Chi m’ha negate le dolenti case?

quasi dica, questi demoni, i quali sono in ira di Dio, e niente contro a Dio possono, hanno negato a me, che sono mandato da Dio, le case dolenti: la qual cosa, perciocchè era oltre ad ogni convenienza, gli era materia di sospirare e di rammaricarsi. E a me disse, non ostante la sua perturbazione: tu, [p. 245 modifica]perch’io mi adiri, di quella ira la quale è meritoria, Non sbigottir, cioè non te ne entri alcuna paura, per ciò ch’io vincerò la pruova, dell’entrar dentro alla città, Qual, ch’alla difension, che io non v’entri, dentro s’aggiri, cioè si dea da fare perchè io non v’entri. Questa lor tracotanza, del fare contro a quello che debbono, non m’è nuova,

Che già l’usaro in men segreta porta,

che questa non è, e contro al signor del cielo e della terra, cioè di Gesù Cristo: e dice men segreta, in quanto quella è all’entrata dell’inferno, e questa è quasi al mezzo; perchè assai appare, questa essere più segreta e più riposta che non è quella: e questo fu, secondochè si racconta, quando Cristo già risuscitato scese all’inferno a trarne l’anime de’ santi padri, i quali per molte migliaia d’anni l’avevano aspettato; intorno al quale il principe de’ demoni co suoi seguaci fu di tanta presunzione, che egli ardi ad opporsi in ciò che esso potè, perchè Cristo non liberasse coloro i quali lungamente avea tenuti in prigione, e per questo metaphorice si dice Cristo avere spezzata la porta dell’inferno, e rotti i catenacci del ferro.

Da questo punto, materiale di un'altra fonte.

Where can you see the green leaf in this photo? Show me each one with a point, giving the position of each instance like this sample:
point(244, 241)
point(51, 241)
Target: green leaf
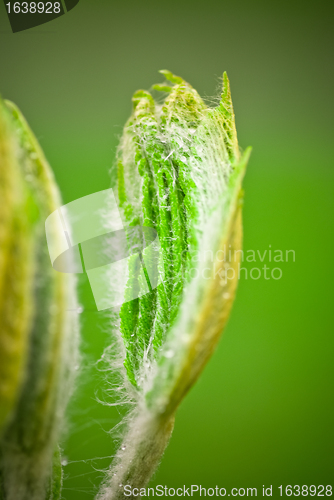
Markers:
point(38, 332)
point(181, 173)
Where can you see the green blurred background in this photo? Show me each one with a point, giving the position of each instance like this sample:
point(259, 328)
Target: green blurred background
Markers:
point(262, 412)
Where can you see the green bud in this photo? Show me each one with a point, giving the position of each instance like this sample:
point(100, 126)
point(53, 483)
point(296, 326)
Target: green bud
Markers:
point(179, 171)
point(38, 333)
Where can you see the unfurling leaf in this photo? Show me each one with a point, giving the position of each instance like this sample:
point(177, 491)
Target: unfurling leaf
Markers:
point(179, 171)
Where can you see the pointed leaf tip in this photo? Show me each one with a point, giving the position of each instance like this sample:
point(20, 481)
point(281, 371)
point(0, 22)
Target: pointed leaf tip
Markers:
point(171, 77)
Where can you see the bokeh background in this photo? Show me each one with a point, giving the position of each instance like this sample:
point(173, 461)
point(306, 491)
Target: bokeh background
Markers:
point(262, 412)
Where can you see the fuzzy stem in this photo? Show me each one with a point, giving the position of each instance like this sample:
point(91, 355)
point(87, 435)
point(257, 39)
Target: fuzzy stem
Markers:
point(141, 451)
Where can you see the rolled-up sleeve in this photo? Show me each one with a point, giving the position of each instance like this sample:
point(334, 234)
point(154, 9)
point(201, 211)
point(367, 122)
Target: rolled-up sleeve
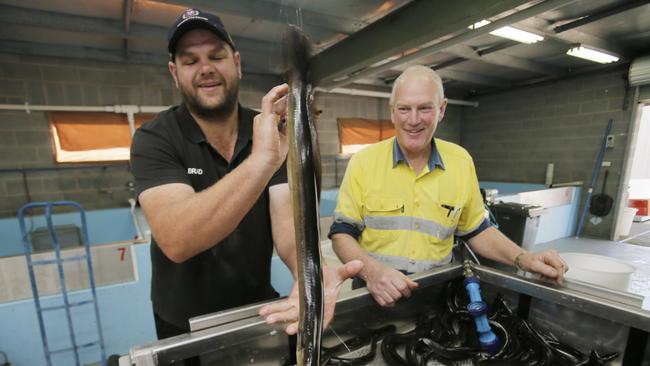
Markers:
point(348, 215)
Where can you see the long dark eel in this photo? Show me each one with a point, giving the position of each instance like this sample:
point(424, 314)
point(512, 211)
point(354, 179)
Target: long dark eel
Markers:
point(304, 181)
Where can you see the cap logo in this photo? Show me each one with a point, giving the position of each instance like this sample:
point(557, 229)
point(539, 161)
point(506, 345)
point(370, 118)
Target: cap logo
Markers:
point(190, 13)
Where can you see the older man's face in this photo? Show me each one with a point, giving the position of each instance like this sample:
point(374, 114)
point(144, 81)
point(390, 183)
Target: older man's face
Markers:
point(416, 112)
point(207, 72)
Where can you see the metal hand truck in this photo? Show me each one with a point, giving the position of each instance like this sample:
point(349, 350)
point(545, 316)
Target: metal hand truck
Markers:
point(48, 206)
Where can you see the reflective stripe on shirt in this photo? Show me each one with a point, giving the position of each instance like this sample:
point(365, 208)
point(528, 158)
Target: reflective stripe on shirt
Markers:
point(410, 265)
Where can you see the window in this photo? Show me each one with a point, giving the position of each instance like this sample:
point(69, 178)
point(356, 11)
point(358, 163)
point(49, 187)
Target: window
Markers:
point(357, 133)
point(92, 136)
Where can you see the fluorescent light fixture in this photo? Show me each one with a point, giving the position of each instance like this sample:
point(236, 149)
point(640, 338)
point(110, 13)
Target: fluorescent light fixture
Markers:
point(510, 33)
point(592, 55)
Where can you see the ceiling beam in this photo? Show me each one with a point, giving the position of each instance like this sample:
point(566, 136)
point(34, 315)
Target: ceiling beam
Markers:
point(350, 59)
point(501, 59)
point(57, 50)
point(409, 27)
point(271, 12)
point(601, 15)
point(472, 78)
point(257, 65)
point(113, 28)
point(570, 37)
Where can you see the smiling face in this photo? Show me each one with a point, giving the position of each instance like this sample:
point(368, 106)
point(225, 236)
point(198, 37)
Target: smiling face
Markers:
point(416, 110)
point(207, 72)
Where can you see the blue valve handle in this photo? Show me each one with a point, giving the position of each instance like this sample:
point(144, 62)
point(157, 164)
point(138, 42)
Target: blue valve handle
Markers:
point(478, 310)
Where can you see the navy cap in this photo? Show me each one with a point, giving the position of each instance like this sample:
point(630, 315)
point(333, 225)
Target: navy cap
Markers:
point(193, 19)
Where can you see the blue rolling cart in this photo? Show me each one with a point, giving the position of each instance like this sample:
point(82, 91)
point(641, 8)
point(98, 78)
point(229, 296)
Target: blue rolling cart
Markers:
point(58, 261)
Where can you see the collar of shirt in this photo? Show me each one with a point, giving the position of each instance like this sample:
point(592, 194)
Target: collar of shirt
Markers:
point(434, 158)
point(193, 132)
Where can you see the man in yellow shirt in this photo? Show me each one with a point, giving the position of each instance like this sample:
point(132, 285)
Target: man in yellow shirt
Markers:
point(403, 200)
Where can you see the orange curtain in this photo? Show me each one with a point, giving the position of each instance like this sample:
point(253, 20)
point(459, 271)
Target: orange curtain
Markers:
point(357, 131)
point(81, 131)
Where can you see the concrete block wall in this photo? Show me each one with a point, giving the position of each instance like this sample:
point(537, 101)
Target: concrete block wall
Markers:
point(25, 137)
point(512, 136)
point(25, 140)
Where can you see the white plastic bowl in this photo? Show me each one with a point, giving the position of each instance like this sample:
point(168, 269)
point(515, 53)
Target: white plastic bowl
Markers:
point(599, 270)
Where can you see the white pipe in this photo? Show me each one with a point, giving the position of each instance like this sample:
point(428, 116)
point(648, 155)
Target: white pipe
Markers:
point(131, 119)
point(71, 108)
point(136, 222)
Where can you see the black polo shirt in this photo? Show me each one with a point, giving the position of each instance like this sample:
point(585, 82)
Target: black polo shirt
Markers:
point(173, 149)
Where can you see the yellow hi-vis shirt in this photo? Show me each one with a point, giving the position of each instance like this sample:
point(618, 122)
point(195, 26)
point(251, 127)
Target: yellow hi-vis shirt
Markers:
point(409, 221)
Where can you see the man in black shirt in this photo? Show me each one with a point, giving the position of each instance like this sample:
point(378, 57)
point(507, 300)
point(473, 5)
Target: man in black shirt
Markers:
point(211, 181)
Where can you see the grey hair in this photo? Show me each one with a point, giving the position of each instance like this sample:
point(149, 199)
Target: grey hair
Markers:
point(421, 71)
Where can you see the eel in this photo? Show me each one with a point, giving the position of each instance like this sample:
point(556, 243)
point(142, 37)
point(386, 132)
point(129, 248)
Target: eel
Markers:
point(304, 173)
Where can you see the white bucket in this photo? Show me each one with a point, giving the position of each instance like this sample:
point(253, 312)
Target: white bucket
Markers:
point(625, 221)
point(599, 270)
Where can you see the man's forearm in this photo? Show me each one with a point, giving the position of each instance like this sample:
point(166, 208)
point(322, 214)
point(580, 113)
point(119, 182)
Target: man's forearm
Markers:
point(492, 244)
point(347, 249)
point(198, 221)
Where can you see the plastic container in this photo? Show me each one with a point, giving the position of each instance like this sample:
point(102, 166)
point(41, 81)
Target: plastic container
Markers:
point(599, 270)
point(625, 221)
point(642, 205)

La qual porta convenne esser quella della quale fa qui menzione l’autore, cioè la men segreta, alla qual poi non fu mai fatto alcun serrame, siccome esso medesimo dice,

La qual senza serrame ancor si truova,

Nè si dee intendere d’alcuna altra; perciocchè secondo la descrizione dell’autore, nell’inferno non ha che due porte, delle quali è l’una quella di che di sopra è detto, e della quale esso dice qui, [p. 246 modifica]

Sovr’essa vedestù la scritta morta, (cioè)
Per me si va nella città dolente ec.

la qual chiama scritta morta, perciocchè ha a significare a quegli che per essa entrano eterna morte: ed evvi oltre a questa, la porta di Dite, infino alla quale Cristo non discese, perciocchè si crede, che nel primo cerchio dell’inferno, cioè nel limbo, erano quegli i quali Cristo ne trasse, e poi seguita: E già di qua da lei, cioè da quella prima porta, la qual senza serrame ancor si trova, discende l’erta, erta è a chi volesse tornare in suso, ma discendendo, come far conviene a chi dalla prima porta vuol venire a quella di Dite, si dee dir china: ma come spesse volte fa l’autore, usa un vocabolo per un altro, Passando per li cerchi, dell’inferno, senza scorta, cioè senza guida, siccome colui che bisogno alcuno non ha, avendo seco la divina sapienza, alla quale ogni cosa è manifesta,

Tal, che per lui ne fia la terra aperta,

di tanta potenza sarà, siccome appresso appare, dove dice l’autore, che toccata la porta di quella solamente con una verga l’aperse.